The words hit— No. They sank.
I felt the burn rise behind my eyes, and my lips curled, instinct kicking in like armor. My voice came, rasping, barely holding together but still laced with defiance—
"Damn..." I croaked, my breath barely there. "...so you do love me."
Her eyes narrowed instantly, her rawness snapping back behind something dry and unimpressed.
"Shut up."
But the tension cracked.
I felt it—like something that had been locked up tight had finally breathed.
A pained smirk tugged weakly at my lips, my voice soft and teasing. "Admit it. You love me. I'm—" my ribs protested with a cough, "—your best friend."
Her eyes flickered, the fire behind them shifting, and her lips pressed into something not quite a smile.
"I never said anything," she replied, flat and clipped, "about us being friends."
The words landed—cold, defensive, meant to push me back—
But I saw it.
The slip behind her steel.
The thing she wouldn't say.
My voice came, weak and scraped, but stripped raw of any walls. "Right. Of course you didn't." I coughed again, my body screaming, but I kept my eyes on hers. "Because you're Valeria Castillo. Too cool. Too tough. And way too emotionally constipated to admit you care about me."
Her jaw tightened, knuckles flexing as she wrung out the bloodied cloth. "You're still running that mouth, even half-dead."
"It's a talent," I rasped, my breath shallow. "But you didn't deny it."
Her fingers twitched against the cloth. "Deny what?"
"That you care."
The words hung. Thick. Fragile.
Her eyes flashed, sharp and hard. "I'm here, aren't I?"

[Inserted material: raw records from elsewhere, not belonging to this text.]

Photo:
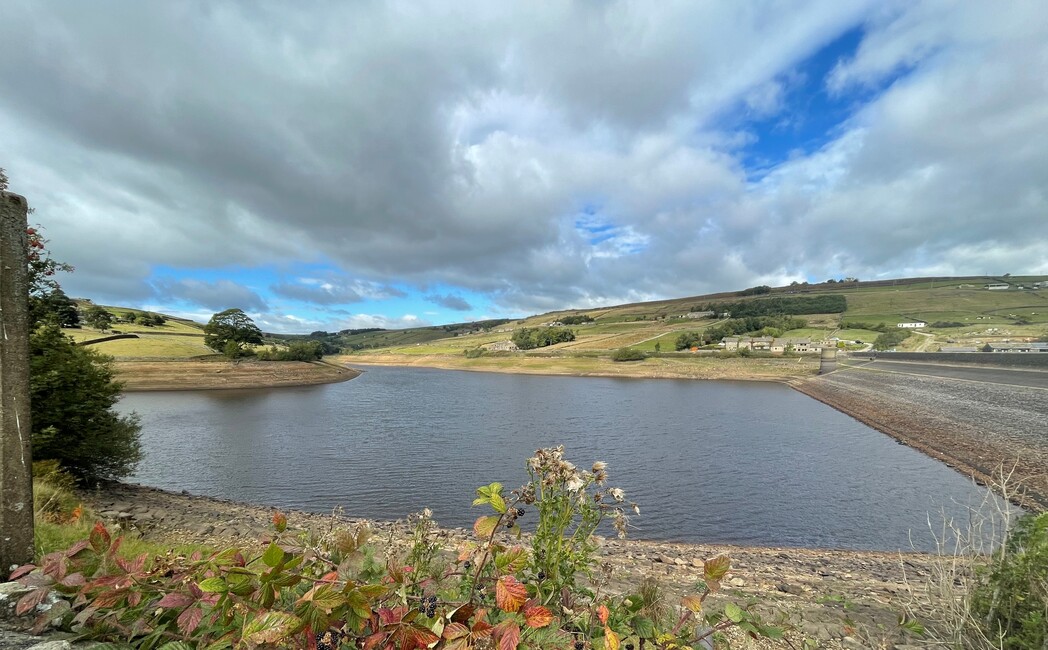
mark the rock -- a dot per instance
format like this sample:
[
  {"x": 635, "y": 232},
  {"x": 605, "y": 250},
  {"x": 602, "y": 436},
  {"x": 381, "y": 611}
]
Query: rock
[
  {"x": 786, "y": 588},
  {"x": 51, "y": 645},
  {"x": 13, "y": 589}
]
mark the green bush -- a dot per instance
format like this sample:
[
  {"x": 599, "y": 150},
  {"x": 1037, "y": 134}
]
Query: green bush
[
  {"x": 628, "y": 354},
  {"x": 1010, "y": 601}
]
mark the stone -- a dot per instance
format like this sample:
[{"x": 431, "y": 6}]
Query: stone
[{"x": 787, "y": 588}]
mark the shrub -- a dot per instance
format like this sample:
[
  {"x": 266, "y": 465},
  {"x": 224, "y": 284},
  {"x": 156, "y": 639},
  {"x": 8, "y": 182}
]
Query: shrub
[
  {"x": 628, "y": 354},
  {"x": 1010, "y": 599},
  {"x": 299, "y": 591}
]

The heat in my chest swelled—something sharp, something terrifyingly warm. My lips parted, the usual quip ready—
But nothing came. Because it hit. It hit me— Like a punch I didn't see coming—
That she meant it. That she wasn't here out of duty, or guilt, or some cold sense of protection.
She was here—because I mattered. More than I ever knew. More than she'd ever say.
My throat went tight. My mouth opened— But no words came.
I felt my voice— The thing I always had— Fail me.
A rare, terrifying silence—where a joke should have been. She saw it— I knew she did.
Because her eyes, fierce and dark, softened—just barely—into something I couldn't name.